Konuyu şöyle özetlemeye çalışayım: Yaklaşık 34 yıllık iş yaşantımda dış ticaretin her kademesinde bulundum. Dış ticaret açığının sene sonlarında daha düşük çıkması için olsa gerek, yıl sonlarında ithalatın zorlaştırıldığı da tecrübelerim ve yaşadıklarım arasında. Bu durum neredeyse hiç değişmedi. Gelin görün ki bu kez yaklaşan seçimin etkisinden olsa gerek, ithalatın en zor yapıldığı günlerden geçiyoruz.
Zira Ürün Güvenliği olarak bilinen TAREKS uygulamaları olağanüstü boyutlara ve sürelere ulaşmış durumda. Lokomotif sektör olarak adlandıracağımız tekstil de dahil olmak üzere, pek çok sektörde ithalat süreleri bir hayli uzadı.
Bu da şüphesiz ithalatçıya ve elbette tüketiciye de maliyet olarak dönmekte ve dönmeye devam edecek. Yazımı konuyu yaşamayanlar okuduğunda, ürünlerin güvenli girmesine mi muhalefet ediyor diye düşünebilir. Oysaki hiç öyle değil, hiçbirimiz güvenli ürün girişine muhalif değiliz, olmamız da söz konusu değil.
Ancak son dönemde artırılan denetimlerin birdenbire tüm ürünlere uygulanmaya başlanılması, denetim ekipleri olmamasına rağmen idari personelle bu işin yapılmaya çalışılması bu sonuçları ortaya çıkardı. Hal böyle olunca, gümrüklerde ve limanlarda haftalarca bekleyen yığılmalar, ithalatçıları isyan noktasına getirdi.
Limanlarımızın da denizyolu taşıma şirketlerinin de önemli bir bölümü yabancı sermayeli şirketlerden oluşmakta. Bu tablonun yurt dışına döviz kaçması anlamına da geldiğini akıllardan çıkartmamak gerekiyor.
İhracatçılarımız ise, büyük oranda ithalata dayalı üretim gerçekleştirdiklerinden, TSE uygulamaları dahil, ürün güvenliği denetimleri ile süreçlerinin aksamaması için çaba harcıyorlar.

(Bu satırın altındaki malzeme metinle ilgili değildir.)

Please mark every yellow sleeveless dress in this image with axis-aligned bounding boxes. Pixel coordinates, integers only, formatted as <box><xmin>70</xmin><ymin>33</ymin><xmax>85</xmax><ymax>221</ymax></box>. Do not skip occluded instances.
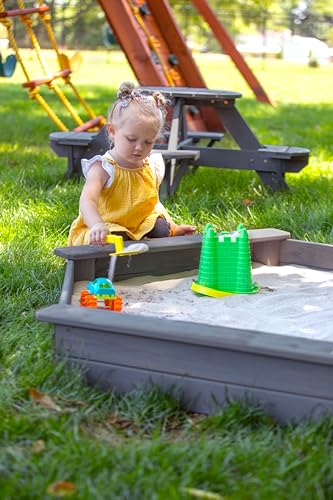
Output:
<box><xmin>68</xmin><ymin>152</ymin><xmax>171</xmax><ymax>246</ymax></box>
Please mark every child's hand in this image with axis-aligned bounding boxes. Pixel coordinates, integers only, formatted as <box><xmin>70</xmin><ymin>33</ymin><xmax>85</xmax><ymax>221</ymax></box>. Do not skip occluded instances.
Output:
<box><xmin>172</xmin><ymin>224</ymin><xmax>196</xmax><ymax>236</ymax></box>
<box><xmin>89</xmin><ymin>222</ymin><xmax>109</xmax><ymax>245</ymax></box>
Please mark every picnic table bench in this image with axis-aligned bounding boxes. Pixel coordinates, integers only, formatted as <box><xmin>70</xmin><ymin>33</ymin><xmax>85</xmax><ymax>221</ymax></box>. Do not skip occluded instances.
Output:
<box><xmin>50</xmin><ymin>86</ymin><xmax>309</xmax><ymax>197</ymax></box>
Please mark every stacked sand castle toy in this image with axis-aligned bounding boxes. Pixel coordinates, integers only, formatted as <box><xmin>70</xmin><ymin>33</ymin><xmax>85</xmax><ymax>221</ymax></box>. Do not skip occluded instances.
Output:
<box><xmin>192</xmin><ymin>224</ymin><xmax>259</xmax><ymax>297</ymax></box>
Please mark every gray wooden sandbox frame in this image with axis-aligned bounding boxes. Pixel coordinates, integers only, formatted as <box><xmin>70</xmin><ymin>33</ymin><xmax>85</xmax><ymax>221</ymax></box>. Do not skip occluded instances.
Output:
<box><xmin>36</xmin><ymin>229</ymin><xmax>333</xmax><ymax>422</ymax></box>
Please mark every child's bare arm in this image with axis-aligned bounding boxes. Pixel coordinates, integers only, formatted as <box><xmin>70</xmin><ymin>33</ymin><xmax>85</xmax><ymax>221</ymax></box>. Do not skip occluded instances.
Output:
<box><xmin>80</xmin><ymin>162</ymin><xmax>108</xmax><ymax>245</ymax></box>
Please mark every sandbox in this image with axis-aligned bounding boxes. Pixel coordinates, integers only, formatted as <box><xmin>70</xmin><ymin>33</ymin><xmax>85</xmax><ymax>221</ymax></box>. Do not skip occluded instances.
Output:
<box><xmin>37</xmin><ymin>229</ymin><xmax>333</xmax><ymax>421</ymax></box>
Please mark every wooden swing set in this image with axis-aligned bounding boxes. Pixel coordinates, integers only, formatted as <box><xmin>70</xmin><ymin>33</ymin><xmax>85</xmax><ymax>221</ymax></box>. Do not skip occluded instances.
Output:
<box><xmin>0</xmin><ymin>0</ymin><xmax>105</xmax><ymax>132</ymax></box>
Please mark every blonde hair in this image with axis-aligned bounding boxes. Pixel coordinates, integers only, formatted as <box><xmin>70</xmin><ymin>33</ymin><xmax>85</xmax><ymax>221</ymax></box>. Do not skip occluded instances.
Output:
<box><xmin>107</xmin><ymin>82</ymin><xmax>168</xmax><ymax>139</ymax></box>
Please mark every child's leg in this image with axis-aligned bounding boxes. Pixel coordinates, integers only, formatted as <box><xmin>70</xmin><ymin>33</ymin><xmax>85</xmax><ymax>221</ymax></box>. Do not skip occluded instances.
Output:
<box><xmin>145</xmin><ymin>217</ymin><xmax>170</xmax><ymax>238</ymax></box>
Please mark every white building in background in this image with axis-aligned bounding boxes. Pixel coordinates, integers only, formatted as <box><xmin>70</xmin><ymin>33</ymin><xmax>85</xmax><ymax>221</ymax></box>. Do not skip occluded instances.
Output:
<box><xmin>236</xmin><ymin>31</ymin><xmax>330</xmax><ymax>64</ymax></box>
<box><xmin>282</xmin><ymin>35</ymin><xmax>330</xmax><ymax>64</ymax></box>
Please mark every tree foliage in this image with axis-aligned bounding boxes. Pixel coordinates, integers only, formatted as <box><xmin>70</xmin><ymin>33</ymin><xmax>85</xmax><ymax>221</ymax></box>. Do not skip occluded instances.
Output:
<box><xmin>2</xmin><ymin>0</ymin><xmax>333</xmax><ymax>49</ymax></box>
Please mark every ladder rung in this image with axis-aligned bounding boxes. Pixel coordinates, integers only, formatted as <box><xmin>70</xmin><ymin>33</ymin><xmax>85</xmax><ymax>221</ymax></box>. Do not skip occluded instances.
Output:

Öte yandan Kambiyo Rejimi ile boğuşmakta, ihracat gelirlerinin %40’ını TL’ye çevirerek kur makasından zarar görmemek için çabalamakta, öte yandan kur zaten yükselmediği ve parite de Euro lehine dönmediği için kambiyo zararı etmemek için uğraş veriyorlar.
Üstelik krediye ulaşmanın da zor olduğu bir dönem olduğunu düşündüğümüzde, ihracatçılar için finansal problemlerin tavan yaptığını söylemek mümkün. Mevcutta daralan AB pazarının etkilerini de hesaba kattığımızda, ihracatçı olmanın da zor olduğu bir dönem olduğunu söylemek abartı olmaz. Elbette bunların hepsi konjonktürel problemler ve bir süre sonra normalleşme olacak.
Ancak gelinen noktada dış ticaretçi olmaktansa olmamak daha cazipmiş gibi görünüyor. Hele ki bu dönemde ithalatçı olmak devenin hendeği atlaması kadar son derece ki ithalat ihracatın kardeşi, ayrılmaz parçasıdır. İthalattan bu denli korkmak ve çekinmek yerine, üretimi artırabileceğimiz politikalar ile sorunları kökten çözmeye gayret etmeliyiz.
Milliyetçi bir yaklaşım gösterin, ithalat olmasın veya dahilde işleme ile üretim yapmıyoruz gibi tezlerin yersiz olduğunu; hepimizin üretimi artırmayı ve markalaşmayı fazlası ile istediğimizi ve arzuladığımızı çok iyi anlamak gerekiyor.
Şu an masanın gümrük müşavirliği safında yer alan bir dış ticaretçi olarak; anlık ve aylık dış ticaret makasını kapatma girişimlerinin, gerçekte hangi yaraları açtığını iyi kestirmek gerektiğine işaret edip noktayı koyayım, ardından bürokratlarımızın çağrımıza kulak vermesini bekleyelim.